With the increasing prevalence of cyber attacks and human error in the information technology (IT) sphere involving malware like ransomware, affected businesses are seeing rising costs and damages due to poor recovery execution and extended downtimes. It’s imperative to have strong disaster recovery processes as part of the entire business strategy
- Lower Cyber Insurance Premiums - The modern threat landscape is such that more businesses require cyber insurance to protect themselves in case of a severe cyber attack. The cyber liability insurance industry has reached a point where it can no longer insure all businesses unless they have clearly defined security programs that minimize its overall risk. Having a disaster recovery plan can significantly lower the overall risk profile of a business and thus lower the associated cyber liability insurance premiums.

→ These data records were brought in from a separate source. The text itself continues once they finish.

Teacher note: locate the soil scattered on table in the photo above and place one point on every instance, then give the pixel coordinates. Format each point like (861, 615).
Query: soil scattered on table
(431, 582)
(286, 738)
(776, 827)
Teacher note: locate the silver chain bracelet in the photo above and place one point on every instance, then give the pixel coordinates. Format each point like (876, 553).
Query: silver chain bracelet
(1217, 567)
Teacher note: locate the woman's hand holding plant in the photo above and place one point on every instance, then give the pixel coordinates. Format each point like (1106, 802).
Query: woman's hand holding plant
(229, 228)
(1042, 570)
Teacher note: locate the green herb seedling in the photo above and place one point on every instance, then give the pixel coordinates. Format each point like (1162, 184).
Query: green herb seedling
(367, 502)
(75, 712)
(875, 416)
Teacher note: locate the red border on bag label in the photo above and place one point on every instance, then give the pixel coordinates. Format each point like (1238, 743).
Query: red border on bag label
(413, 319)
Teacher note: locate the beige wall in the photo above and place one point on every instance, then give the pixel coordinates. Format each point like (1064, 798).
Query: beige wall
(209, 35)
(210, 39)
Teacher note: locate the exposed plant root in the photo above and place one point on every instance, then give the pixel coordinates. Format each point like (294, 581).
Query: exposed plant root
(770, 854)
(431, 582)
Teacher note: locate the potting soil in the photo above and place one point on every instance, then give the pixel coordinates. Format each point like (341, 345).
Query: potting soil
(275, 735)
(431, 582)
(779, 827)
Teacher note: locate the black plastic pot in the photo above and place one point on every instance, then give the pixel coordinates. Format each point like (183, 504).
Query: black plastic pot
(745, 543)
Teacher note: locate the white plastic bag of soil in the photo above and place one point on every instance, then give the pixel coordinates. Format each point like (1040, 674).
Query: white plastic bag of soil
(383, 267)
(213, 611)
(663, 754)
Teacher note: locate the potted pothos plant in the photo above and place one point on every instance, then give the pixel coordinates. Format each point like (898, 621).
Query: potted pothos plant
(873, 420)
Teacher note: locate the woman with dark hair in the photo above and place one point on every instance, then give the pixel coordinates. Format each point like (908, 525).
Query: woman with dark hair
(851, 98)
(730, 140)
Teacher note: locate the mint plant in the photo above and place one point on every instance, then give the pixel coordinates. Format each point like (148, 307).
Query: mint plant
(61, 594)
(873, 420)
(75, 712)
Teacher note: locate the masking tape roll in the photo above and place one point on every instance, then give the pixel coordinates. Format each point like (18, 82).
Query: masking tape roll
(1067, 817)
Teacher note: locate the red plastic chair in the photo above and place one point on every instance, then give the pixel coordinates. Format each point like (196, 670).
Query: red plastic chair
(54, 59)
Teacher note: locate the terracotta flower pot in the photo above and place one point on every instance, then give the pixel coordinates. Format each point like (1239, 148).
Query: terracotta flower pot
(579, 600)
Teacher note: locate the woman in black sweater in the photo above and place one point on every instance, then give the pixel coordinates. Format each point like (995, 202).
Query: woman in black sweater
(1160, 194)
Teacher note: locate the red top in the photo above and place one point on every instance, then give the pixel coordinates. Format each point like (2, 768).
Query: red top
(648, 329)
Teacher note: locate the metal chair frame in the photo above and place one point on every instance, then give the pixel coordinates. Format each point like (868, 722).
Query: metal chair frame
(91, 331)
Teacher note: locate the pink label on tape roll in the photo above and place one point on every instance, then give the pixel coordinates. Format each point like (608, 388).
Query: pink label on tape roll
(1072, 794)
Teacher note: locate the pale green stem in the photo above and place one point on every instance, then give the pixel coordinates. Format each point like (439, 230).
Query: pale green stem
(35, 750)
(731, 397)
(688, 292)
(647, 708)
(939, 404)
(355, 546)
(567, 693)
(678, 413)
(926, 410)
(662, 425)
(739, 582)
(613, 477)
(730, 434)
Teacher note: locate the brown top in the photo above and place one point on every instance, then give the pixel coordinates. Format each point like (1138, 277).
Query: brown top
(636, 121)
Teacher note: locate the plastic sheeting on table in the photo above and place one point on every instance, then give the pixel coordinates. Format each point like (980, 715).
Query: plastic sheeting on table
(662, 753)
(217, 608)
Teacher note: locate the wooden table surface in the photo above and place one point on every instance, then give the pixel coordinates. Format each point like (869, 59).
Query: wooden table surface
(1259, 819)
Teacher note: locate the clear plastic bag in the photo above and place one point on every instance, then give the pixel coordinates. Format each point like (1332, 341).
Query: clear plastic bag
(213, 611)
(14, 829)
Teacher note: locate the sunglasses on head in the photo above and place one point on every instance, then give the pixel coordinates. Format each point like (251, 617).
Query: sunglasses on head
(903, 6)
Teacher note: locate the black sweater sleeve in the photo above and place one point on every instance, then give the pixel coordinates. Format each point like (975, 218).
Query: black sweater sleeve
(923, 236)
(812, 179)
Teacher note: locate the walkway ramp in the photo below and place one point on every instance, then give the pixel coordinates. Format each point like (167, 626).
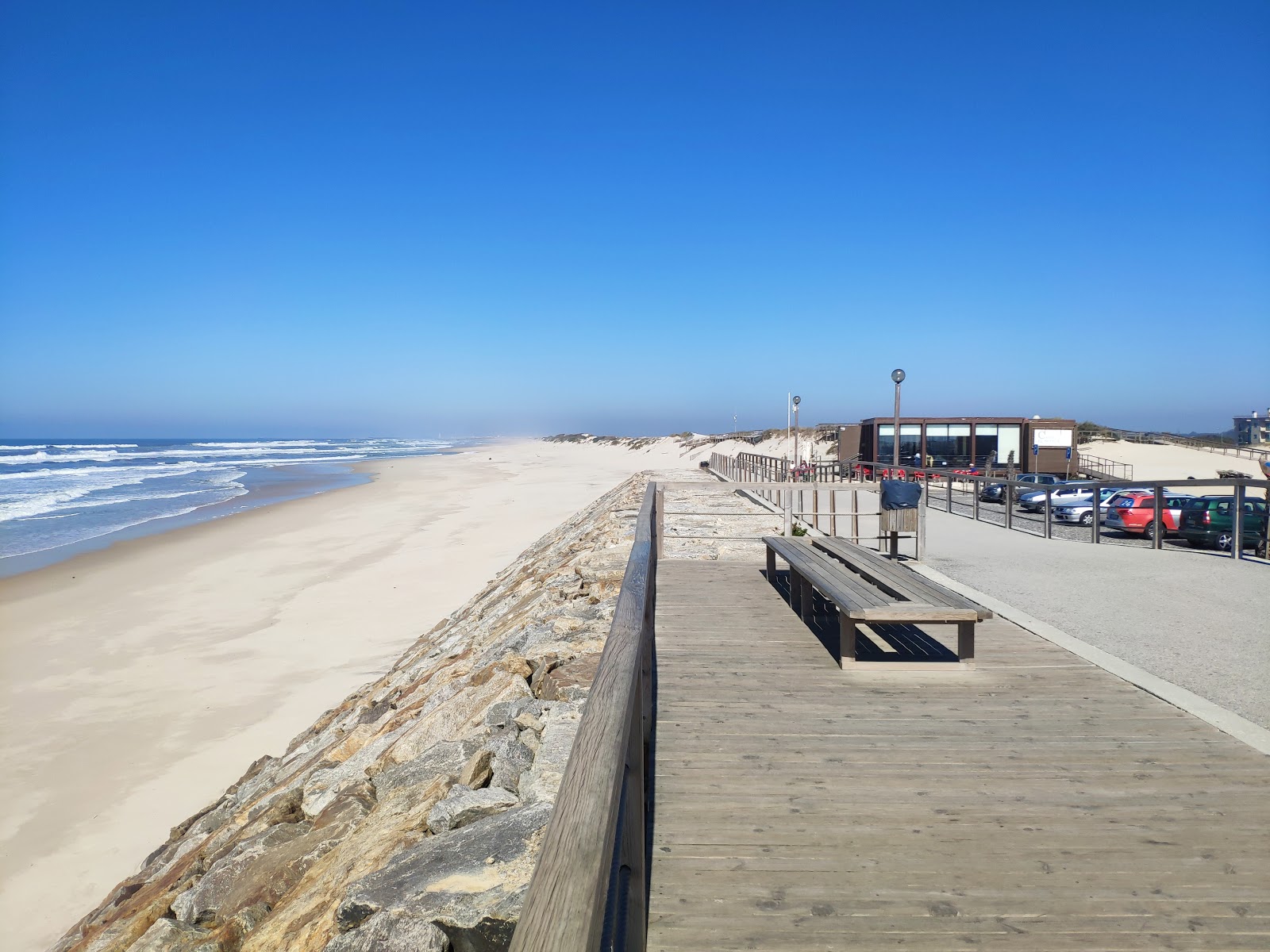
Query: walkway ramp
(1034, 804)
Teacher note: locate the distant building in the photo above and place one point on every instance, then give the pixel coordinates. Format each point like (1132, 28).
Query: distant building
(1253, 431)
(965, 442)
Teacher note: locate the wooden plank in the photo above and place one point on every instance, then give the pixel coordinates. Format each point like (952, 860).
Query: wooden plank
(901, 578)
(564, 908)
(1051, 805)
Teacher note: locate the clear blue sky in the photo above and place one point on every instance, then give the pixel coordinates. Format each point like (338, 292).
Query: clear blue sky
(400, 219)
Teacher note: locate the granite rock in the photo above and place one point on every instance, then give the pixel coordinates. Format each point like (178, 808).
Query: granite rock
(470, 882)
(464, 805)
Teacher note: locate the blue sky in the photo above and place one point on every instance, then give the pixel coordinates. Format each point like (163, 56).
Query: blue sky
(408, 219)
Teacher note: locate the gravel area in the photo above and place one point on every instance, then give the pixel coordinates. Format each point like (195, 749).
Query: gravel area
(1197, 619)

- Fewer Recovery Costs - Formal policies and procedures demonstrating a firm’s preparedness for unplanned events can also lower costs during a data breach by helping team members respond to the issues, shortening the data breach lifecycle. The more time that is spent responding to the disaster can lead to increased damages and loss of business.
- Minimal Penalties - In heavily-regulated sectors like healthcare or public entities, penalties for a data breach and non-compliance with cybersecurity regulations can be costly. The longer a data breach lasts, the more significant the potential penalties can be for non-compliance. A business with a disaster recovery plan will likely recover far more quickly than a company without one.

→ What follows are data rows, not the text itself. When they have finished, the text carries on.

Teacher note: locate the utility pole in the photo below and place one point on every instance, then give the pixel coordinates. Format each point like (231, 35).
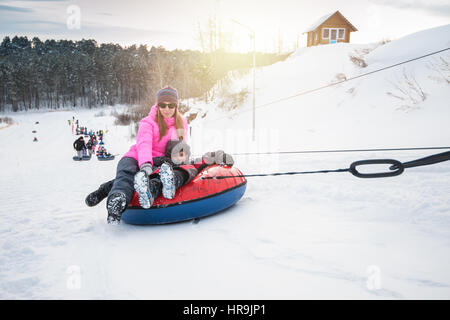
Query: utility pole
(252, 35)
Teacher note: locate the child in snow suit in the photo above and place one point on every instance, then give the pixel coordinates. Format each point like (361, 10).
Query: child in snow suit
(169, 172)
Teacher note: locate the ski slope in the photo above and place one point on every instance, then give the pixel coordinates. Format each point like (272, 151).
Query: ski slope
(322, 236)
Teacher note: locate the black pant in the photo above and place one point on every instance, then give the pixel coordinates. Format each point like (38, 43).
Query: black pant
(124, 181)
(128, 167)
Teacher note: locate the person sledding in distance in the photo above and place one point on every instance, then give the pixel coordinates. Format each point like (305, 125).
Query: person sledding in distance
(169, 173)
(89, 146)
(79, 146)
(101, 152)
(163, 123)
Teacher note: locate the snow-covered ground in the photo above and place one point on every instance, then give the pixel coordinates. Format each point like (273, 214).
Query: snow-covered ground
(322, 236)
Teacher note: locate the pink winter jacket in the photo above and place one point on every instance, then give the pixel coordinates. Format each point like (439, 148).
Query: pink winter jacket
(147, 145)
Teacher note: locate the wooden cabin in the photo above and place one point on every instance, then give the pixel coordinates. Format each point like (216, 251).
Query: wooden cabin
(331, 28)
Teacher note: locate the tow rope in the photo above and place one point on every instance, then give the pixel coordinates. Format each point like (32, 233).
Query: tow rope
(396, 168)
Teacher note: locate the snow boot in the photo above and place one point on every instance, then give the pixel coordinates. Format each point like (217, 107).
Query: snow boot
(98, 195)
(116, 205)
(167, 180)
(147, 190)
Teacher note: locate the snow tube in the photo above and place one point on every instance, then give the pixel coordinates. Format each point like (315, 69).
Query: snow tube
(100, 158)
(199, 198)
(76, 158)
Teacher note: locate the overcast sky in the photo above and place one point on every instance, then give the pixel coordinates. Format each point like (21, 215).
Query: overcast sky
(174, 23)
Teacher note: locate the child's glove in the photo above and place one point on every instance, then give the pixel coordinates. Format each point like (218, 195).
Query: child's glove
(218, 157)
(147, 168)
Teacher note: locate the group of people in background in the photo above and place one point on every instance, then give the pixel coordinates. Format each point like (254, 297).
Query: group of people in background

- Minimal Business Interruption - Anything facilitating restoring technology will reduce costs for the organization if an unplanned incident interrupts operations. An excellent IT disaster recovery plan can differentiate between minimal impact and complete operational shutdown. When a cyber attack or another incident interrupts critical services, organizations must do all they can to restore technology and normal business processes as quickly as possible.

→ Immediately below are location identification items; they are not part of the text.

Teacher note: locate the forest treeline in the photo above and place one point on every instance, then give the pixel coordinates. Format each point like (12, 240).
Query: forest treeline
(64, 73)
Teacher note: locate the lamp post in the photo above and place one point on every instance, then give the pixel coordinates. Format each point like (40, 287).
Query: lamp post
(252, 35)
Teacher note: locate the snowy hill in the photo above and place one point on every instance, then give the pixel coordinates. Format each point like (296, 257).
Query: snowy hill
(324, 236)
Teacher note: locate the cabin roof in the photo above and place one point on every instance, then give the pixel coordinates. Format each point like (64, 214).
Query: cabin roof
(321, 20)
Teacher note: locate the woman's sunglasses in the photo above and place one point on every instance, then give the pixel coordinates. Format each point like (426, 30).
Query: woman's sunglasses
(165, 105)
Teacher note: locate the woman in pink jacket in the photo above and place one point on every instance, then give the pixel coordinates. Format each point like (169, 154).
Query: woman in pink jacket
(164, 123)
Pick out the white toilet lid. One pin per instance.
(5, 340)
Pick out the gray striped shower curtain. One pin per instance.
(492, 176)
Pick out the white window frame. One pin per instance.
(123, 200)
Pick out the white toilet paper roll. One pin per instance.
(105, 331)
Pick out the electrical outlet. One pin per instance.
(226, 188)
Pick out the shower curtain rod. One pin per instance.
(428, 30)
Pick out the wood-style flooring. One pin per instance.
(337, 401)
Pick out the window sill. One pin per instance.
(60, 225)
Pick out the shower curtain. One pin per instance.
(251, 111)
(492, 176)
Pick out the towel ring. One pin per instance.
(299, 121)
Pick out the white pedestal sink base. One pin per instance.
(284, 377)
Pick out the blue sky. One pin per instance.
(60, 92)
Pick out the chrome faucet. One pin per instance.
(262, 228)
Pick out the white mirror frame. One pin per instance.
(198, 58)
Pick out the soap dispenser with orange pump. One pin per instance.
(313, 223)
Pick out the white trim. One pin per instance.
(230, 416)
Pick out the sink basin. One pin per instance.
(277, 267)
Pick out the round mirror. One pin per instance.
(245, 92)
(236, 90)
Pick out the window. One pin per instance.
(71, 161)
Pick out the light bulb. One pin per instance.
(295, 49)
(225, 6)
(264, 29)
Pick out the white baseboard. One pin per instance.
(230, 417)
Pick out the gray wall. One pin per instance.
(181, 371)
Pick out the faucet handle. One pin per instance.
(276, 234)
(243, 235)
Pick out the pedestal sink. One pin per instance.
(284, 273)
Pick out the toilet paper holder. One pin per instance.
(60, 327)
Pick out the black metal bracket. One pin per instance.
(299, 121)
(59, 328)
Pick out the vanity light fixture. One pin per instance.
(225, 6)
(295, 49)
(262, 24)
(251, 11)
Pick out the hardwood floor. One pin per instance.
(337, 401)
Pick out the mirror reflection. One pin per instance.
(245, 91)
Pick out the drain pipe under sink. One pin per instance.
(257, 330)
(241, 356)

What Is a Disaster Recovery as a Service (DRaaS)?
A DRaaS provider is a third-party provider that uses cloud technology to facilitate rapid restoration of data servers and applications in case of an emergency or disaster.
A third-party solution provider’s security policies and procedures will impact data and database recovery, so it’s highly recommended to work with a trusted vendor that includes data protection as a core part of their offering. Subscribers should also consider the capacity of the provider to ensure it can handle the data transfer required for backing up and restoring the business’s information systems effectively.
Cloud disaster recovery solutions can have the following benefits for modern businesses.
- Connectivity - One of the benefits of DRaaS is that restorations can be initiated from any location using various kinds of computers, which is ideal in a disaster scenario that may affect physical locations and data. It makes sense to use a provider in another region to avoid the likelihood of the DRaaS provider being affected by the same physical disaster as the subscriber. This way, a business affected by a geographically-specific disaster can use cloud services to create a functional data center in a new location to restore its applications and customer data.
- Instant Mirroring - Another benefit of DRaaS is that they mirror data changes instantly. This cloud service creates a backup database server that copies the master database server created on the fly. With such a system, restoration can be performed from a point seconds before an outage.
- Cost-Effective - For many organizations, migrating to cloud services for data management and disaster recovery processes is a cost-effective contingency plan for disruptive events. Excellent cloud service DR providers provide around-the-clock data protection and data management, keeping software up-to-date and monitoring the network to prevent data breaches in the first place. They can also respond quickly and automatically in the event of a disaster.